Making perfume is (mostly) about making good smells, smells that will give pleasure when detected. But it involves a lot more than mixing aroma materials together until they smell nice. "Nice" can be boring and a great many of the materials used to make perfume smell "nice" by themselves -- which can make you wonder why, in the creation of a perfume, the "nice" smells are mixed with materials that may not smell so nice! (And that, really, is part of how fine fragrances are made.)
If you want to be involved with/in perfume, you want to recognize what it does. It can identify a woman more quickly than a tattoo. It can make an instant statement about elegance -- or seduction. It can leave a trail behind after a woman has left the room. It can get attention leaving no ability to push back. But, as a maker of perfume, how do you control the message it communicates?
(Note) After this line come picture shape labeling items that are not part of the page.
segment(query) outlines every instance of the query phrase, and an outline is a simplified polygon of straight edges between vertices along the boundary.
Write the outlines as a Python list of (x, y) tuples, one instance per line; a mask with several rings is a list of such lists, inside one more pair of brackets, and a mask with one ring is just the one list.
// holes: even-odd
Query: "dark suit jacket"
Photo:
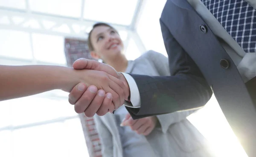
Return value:
[(141, 99), (140, 109), (127, 108), (133, 118), (202, 107), (212, 95), (211, 86), (248, 155), (256, 154), (256, 110), (236, 67), (211, 28), (186, 0), (167, 0), (160, 22), (172, 76), (131, 74)]

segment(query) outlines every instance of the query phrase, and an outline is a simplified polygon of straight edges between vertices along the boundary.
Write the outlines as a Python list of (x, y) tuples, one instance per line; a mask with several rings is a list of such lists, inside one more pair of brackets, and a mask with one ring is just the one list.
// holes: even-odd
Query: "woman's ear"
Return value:
[(91, 51), (90, 54), (92, 57), (94, 59), (100, 59), (99, 56), (94, 51)]

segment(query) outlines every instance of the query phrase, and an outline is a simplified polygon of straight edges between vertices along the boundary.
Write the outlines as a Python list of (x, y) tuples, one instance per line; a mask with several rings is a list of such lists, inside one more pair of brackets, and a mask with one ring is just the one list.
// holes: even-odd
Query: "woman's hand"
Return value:
[(145, 117), (134, 120), (132, 119), (130, 114), (128, 113), (121, 123), (121, 126), (130, 126), (131, 129), (136, 132), (138, 134), (147, 136), (154, 129), (157, 121), (157, 119), (156, 116)]

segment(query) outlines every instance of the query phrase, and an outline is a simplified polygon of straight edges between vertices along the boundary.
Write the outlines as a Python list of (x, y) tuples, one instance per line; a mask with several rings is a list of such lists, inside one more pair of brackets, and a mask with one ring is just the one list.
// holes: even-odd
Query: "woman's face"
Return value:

Herein lies much of the art of perfumery. The best in the business can tailor their message -- their fragrance == so that it coordinates with a marketing theme and supports, through its aroma, the pictures in the magazines and the images on TV. The best creators of perfume are the ones who can direct your fantasies in the direction they have chosen. It's not easy and few can succeed at it regularly.
A perfume can be an art form or it can be a mess. But once the scent is out there it will communicate, for better or for worse!